We headed back out on NF-14 after visiting Antelope Mountain L.O. until we reached NF-185. We were unsure how close we’d be able to get to Crane Point since we’d have to take three different three numbered roads. Three numbered roads in the forest are typically rough and best driven by high-clearance vehicles. Some were noted on the ranger district map as well maintained gravel, but I was skeptical. You will take NF-185 all the way to a major four way junction with NF-1450. From here you will turn right on to NF-1450, right on to NF-380, and then another right on NF-407 to get to Crane Point. We were able to drive all the way to NF-380 with no issues in my Civic. We made it about a mile down NF-380 before we decided to pull over and walk the remaining distance. The road was muddy and soft after all the recent rain. I think it would be a relatively drivable road in drier conditions for most.

I’d estimate we only walked a mile and a half to get to the platform. The road is signed for NF-407 but it would be easy to miss while driving. The platform used for Crane Point is still there along with the stand for the fire finder. It sits atop a rocky outcropping with views toward Monument Rock Wilderness and Strawberry Mountain Wilderness. We were even able to spot Antelope Mountain L.O. and what we thought to be Table Rock L.O. in the distance. I was surprised to find the fire finder stand was not bolted down to anything and still there. It has a heavy metal base, but people will walk off with anything.
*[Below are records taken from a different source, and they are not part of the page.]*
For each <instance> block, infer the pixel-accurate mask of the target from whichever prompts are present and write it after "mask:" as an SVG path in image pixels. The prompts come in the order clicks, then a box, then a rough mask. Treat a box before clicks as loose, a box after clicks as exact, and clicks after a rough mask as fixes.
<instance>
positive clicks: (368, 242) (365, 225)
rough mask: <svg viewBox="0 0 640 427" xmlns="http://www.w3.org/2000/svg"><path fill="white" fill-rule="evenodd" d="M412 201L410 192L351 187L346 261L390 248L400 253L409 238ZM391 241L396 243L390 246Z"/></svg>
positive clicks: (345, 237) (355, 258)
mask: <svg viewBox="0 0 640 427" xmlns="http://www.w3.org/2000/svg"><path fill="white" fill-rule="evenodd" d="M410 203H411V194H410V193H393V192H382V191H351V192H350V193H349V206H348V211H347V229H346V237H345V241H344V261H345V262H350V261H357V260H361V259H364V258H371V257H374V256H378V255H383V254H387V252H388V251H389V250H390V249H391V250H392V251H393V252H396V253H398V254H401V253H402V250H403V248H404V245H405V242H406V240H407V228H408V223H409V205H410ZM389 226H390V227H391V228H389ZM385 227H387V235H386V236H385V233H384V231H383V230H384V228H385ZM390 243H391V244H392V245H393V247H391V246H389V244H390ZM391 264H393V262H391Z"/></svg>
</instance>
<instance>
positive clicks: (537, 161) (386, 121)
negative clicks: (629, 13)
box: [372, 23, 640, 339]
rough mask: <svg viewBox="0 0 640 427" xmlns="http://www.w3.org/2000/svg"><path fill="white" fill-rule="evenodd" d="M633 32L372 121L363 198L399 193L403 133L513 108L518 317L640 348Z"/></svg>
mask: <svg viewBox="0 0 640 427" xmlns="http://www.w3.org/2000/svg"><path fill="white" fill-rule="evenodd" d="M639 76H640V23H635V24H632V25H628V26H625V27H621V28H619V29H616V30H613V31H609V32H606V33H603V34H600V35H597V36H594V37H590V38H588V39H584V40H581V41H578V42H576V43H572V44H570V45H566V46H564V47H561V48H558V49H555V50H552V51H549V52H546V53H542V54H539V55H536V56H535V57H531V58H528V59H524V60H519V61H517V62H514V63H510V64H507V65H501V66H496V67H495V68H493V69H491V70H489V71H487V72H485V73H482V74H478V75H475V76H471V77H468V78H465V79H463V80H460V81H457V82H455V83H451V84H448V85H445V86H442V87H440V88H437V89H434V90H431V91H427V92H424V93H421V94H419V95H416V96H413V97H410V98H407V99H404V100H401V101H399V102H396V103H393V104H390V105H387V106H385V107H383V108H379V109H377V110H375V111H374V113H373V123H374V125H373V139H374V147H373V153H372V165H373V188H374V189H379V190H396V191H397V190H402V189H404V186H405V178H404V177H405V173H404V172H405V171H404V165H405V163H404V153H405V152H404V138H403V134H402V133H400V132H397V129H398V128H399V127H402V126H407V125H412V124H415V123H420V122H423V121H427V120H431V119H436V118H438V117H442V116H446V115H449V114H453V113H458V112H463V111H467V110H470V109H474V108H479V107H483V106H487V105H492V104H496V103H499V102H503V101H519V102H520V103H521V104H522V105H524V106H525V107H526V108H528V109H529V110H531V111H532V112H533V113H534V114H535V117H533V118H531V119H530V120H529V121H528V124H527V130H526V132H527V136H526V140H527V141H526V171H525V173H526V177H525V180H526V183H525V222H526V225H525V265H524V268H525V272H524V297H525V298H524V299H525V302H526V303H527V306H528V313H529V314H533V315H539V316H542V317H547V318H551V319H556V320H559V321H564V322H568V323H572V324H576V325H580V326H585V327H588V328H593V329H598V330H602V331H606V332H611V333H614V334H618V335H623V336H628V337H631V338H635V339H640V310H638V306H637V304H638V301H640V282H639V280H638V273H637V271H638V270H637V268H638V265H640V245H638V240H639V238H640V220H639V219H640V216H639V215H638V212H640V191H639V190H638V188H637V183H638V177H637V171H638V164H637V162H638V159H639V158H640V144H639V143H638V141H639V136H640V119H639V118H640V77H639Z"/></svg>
The platform itself was still in decent condition minus a few boards that had signs of rot. We were lucky enough to get to enjoy this summit rain free as well. As we started our walk back to the car another storm rolled in and we were once again in a rain cloud. A couple out on their ATV even stopped to ask us if we were doing ok. I always think about how odd it must be to come upon a couple just walking down a random Forest Service road. We told them about the old lookout structure just up the road and continued on. They probably assumed we were lost or broken down initially, especially since we drove a Civic and parked it in a seemingly random spot. I personally have never seen another Civic or equivalent car in the nitty gritty of the forest driving around unless I’ve been at a trailhead.

We made it back to camp relatively early in the afternoon and I decided to take a nap in the tent. My partner chose to wonder down the spur road we were camping on to explore a bit more. Eventually the rain storm turned into a thunderstorm. I read a book in the tent for a while before I decided to check and see if he made it back. He was hiding out from the rain in the car by the time I checked. Neither of us were looking forward to cooking dinner in the rain. We waited in the car until what seemed like a break in the weather. Once we were out and cooking it started raining again. We enjoyed our dinner from the warmth of the car. It obviously wasn’t going to get any drier here, so we decided to pre-pack most things wet for tomorrow morning since we would be moving camps.

History.

Crane Point is listed on the Former Fire Lookout Site, but the platform and fire finder stand are still there. I would consider this an existing Fire Lookout site since the structure used is still partially there. It is also noted that fire crew’s will still use this area as a vantage point. The site was originally established in the 1930’s. The tent cabin used for the living quarters is no longer there. There is not much information on this lookout but based on older photos it was at least used up until the early 1960’s.